Cenovus, which is targeting net zero emissions by 2050, cut its technology budget by 78 per cent, or $137.5 million, saying in a filing it was only advancing select initiatives that had both cost and environmental benefits. The budget included work on green initiatives such as solvent-aided extraction and a new design for oil sands facilities.

A spokeswoman said Cenovus’s commitment to green targets had not changed.

Canadian Natural put off a $46 million pilot project that would reduce emissions by extracting bitumen at the mine face, limiting the need for trucks and equipment, the company said. A spokeswoman said that while the company has deferred some projects, its commitment to environmental targets remains.

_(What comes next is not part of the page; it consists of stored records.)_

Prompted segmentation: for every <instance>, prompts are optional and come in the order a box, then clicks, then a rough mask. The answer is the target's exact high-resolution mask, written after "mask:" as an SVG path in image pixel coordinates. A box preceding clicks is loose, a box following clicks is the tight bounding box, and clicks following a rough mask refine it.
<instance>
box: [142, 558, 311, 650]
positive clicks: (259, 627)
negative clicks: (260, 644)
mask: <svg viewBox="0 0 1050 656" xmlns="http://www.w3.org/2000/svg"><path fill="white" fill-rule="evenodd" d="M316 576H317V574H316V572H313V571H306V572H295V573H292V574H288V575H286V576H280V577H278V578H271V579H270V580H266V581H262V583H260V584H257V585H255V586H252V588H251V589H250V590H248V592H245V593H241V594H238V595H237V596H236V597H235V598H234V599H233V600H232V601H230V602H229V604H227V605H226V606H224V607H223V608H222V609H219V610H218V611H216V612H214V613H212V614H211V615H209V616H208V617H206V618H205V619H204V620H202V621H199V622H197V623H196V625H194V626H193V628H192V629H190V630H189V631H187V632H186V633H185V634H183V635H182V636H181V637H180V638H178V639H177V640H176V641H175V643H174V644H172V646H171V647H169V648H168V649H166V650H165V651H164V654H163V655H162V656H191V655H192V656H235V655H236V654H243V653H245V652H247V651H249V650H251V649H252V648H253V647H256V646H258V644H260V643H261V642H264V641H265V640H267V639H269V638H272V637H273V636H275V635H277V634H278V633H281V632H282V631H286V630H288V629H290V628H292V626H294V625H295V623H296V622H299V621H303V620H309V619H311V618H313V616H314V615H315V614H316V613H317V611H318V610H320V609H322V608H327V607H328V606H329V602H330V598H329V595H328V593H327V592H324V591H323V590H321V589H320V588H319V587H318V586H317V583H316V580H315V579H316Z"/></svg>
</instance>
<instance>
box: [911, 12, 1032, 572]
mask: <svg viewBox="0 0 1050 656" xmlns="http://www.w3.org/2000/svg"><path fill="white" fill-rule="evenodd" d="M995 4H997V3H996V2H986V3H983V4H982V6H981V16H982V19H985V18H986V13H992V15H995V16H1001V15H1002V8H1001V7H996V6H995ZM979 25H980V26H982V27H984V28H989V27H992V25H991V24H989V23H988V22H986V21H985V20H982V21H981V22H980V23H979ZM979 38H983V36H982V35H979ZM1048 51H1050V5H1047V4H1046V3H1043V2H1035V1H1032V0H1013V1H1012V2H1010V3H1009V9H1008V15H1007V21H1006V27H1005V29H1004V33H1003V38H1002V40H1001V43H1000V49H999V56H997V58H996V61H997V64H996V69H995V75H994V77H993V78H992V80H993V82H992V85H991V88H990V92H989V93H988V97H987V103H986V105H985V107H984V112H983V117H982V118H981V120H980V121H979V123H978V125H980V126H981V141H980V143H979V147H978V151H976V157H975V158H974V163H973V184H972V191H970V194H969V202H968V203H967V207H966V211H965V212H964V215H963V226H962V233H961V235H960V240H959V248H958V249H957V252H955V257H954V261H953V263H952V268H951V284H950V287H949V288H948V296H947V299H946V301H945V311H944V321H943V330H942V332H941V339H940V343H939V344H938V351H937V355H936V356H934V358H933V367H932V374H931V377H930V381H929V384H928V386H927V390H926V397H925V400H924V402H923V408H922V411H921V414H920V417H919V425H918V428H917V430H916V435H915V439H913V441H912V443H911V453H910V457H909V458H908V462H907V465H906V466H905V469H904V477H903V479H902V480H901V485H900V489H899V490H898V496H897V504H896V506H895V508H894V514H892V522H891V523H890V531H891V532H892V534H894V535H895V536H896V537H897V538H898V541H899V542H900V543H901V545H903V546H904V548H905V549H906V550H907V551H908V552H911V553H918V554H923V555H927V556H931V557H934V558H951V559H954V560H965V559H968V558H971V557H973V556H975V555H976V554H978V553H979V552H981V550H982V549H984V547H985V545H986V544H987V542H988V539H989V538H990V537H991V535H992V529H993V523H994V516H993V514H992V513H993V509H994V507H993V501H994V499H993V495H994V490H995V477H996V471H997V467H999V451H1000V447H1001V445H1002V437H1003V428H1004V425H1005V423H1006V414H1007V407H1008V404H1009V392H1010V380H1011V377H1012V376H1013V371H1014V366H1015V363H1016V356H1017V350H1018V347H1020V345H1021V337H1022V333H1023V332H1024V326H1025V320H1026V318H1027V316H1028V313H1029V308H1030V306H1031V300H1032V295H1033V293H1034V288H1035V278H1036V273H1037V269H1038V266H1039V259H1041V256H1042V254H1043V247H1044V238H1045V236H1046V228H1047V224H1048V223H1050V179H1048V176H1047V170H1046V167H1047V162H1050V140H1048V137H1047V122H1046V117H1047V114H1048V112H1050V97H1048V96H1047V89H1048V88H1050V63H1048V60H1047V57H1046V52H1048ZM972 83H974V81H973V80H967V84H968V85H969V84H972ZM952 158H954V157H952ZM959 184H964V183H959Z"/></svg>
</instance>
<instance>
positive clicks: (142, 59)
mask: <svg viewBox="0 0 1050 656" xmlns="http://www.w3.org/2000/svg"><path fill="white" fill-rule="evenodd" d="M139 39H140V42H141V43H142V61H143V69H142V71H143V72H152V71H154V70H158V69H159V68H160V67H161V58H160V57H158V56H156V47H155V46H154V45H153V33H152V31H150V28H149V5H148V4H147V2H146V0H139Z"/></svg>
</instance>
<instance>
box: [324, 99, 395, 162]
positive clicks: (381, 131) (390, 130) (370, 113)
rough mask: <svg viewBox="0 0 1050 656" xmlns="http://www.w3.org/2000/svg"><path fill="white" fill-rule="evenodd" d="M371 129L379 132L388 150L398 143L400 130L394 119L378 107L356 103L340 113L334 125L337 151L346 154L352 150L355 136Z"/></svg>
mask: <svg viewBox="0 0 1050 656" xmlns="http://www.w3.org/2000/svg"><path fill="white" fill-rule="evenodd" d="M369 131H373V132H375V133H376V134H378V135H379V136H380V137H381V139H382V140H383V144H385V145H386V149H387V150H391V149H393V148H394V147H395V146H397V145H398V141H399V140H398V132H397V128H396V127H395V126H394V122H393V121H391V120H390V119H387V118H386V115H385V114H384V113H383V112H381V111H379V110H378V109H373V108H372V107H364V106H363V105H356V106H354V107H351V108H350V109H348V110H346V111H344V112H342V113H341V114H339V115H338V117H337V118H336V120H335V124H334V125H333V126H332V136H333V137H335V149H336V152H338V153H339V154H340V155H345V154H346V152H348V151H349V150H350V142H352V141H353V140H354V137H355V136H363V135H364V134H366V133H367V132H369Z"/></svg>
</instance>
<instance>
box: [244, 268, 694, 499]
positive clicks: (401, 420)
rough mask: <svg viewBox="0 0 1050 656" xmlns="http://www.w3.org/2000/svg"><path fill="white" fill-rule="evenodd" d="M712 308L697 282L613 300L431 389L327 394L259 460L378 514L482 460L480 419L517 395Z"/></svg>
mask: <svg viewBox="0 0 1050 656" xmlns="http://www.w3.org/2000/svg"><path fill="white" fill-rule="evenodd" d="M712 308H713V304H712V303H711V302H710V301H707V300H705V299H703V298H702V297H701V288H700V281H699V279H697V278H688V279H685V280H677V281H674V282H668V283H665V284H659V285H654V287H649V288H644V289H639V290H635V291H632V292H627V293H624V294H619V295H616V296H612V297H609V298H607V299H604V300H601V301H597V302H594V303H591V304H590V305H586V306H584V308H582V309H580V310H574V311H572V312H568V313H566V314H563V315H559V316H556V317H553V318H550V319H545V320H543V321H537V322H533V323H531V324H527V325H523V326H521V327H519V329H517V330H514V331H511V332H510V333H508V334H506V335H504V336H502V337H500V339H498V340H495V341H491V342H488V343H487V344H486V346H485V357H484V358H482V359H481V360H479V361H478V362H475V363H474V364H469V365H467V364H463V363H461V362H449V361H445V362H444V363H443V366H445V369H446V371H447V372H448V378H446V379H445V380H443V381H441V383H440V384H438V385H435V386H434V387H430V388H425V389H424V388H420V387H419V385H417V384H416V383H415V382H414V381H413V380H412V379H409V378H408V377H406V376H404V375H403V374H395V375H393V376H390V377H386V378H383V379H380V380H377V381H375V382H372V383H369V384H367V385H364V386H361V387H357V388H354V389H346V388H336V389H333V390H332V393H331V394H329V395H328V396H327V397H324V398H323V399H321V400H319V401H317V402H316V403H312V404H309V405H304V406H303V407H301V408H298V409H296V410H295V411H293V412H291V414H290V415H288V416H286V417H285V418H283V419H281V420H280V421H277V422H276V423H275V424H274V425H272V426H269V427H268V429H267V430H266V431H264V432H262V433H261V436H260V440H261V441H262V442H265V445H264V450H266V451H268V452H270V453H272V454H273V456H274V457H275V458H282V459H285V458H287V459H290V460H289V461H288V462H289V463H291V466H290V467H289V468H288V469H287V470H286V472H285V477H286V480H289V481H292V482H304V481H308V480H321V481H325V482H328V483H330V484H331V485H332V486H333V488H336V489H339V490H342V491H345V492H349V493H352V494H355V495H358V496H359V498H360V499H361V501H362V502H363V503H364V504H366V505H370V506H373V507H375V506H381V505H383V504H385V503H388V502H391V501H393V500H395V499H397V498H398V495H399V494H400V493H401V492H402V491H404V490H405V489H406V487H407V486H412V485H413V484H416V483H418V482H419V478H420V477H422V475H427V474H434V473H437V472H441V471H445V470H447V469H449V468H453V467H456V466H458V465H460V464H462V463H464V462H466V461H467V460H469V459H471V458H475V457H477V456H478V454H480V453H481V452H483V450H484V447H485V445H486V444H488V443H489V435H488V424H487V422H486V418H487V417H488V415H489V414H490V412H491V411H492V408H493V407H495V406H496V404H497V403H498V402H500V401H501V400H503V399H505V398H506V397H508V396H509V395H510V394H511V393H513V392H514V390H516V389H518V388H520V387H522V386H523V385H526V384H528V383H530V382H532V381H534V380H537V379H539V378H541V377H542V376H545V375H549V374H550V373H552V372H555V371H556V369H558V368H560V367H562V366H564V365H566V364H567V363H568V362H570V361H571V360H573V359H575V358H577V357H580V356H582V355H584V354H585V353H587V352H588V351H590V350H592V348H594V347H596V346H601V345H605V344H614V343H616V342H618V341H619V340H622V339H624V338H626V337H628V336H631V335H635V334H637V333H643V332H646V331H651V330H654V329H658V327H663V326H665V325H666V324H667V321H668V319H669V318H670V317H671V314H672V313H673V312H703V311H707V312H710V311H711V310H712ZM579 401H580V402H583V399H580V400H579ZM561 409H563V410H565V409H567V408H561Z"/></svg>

Filings show that Suncor, Cenovus and Imperial Oil most recently budgeted roughly $1.2 billion combined on research and development annually, which includes green initiatives, aside from capital projects.

Suncor, Canadian Natural and Imperial declined to say how much of those budgets have been cut this year. MEG Energy did not respond.

Alberta, heart of most of Canada’s production, reduced environmental monitoring requirements temporarily, saying it was necessary to comply with health orders regarding the pandemic. The suspended types of monitoring included certain water quality tests and some monitoring of soil and wildlife.

Alberta’s move is worrisome, said Jamie Bonham, director of corporate engagement at NEI Investments, a firm focused on responsible investing, which holds stakes in the sector to advocate for green improvements.

“The province is simultaneously opening up the economy – you can go to a barber, get a massage or sit in a restaurant – but you can’t take an environmental reading at a wellsite?” Bonham said.

The pause is only for “short-term relief,” Kavi Bal, spokesman for the province’s energy minister, told Reuters. He noted that a major commercial carbon capture project began operations this month.

The federal government has used pandemic aid to launch two new green initiatives – cleaning up abandoned wells and loans to help companies reduce methane emissions.

Such steps, however, are too little and too late to draw back many investors, banks and insurers that shunned the industry in recent years, according to a Reuters survey.

Eight investors, banks and insurance companies reached by Reuters, including Royal Bank of Scotland and France’s AXA, that publicly reduced their oil sands involvement in recent years over climate change said industry efforts to reduce environmental impacts did not change their opposition to the sector.

While Canada has set a target of net-zero emissions by 2050, it has not outlined a plan. “Right now we do not have one,” Natural Resources Minister Seamus O’Regan said in May on a panel.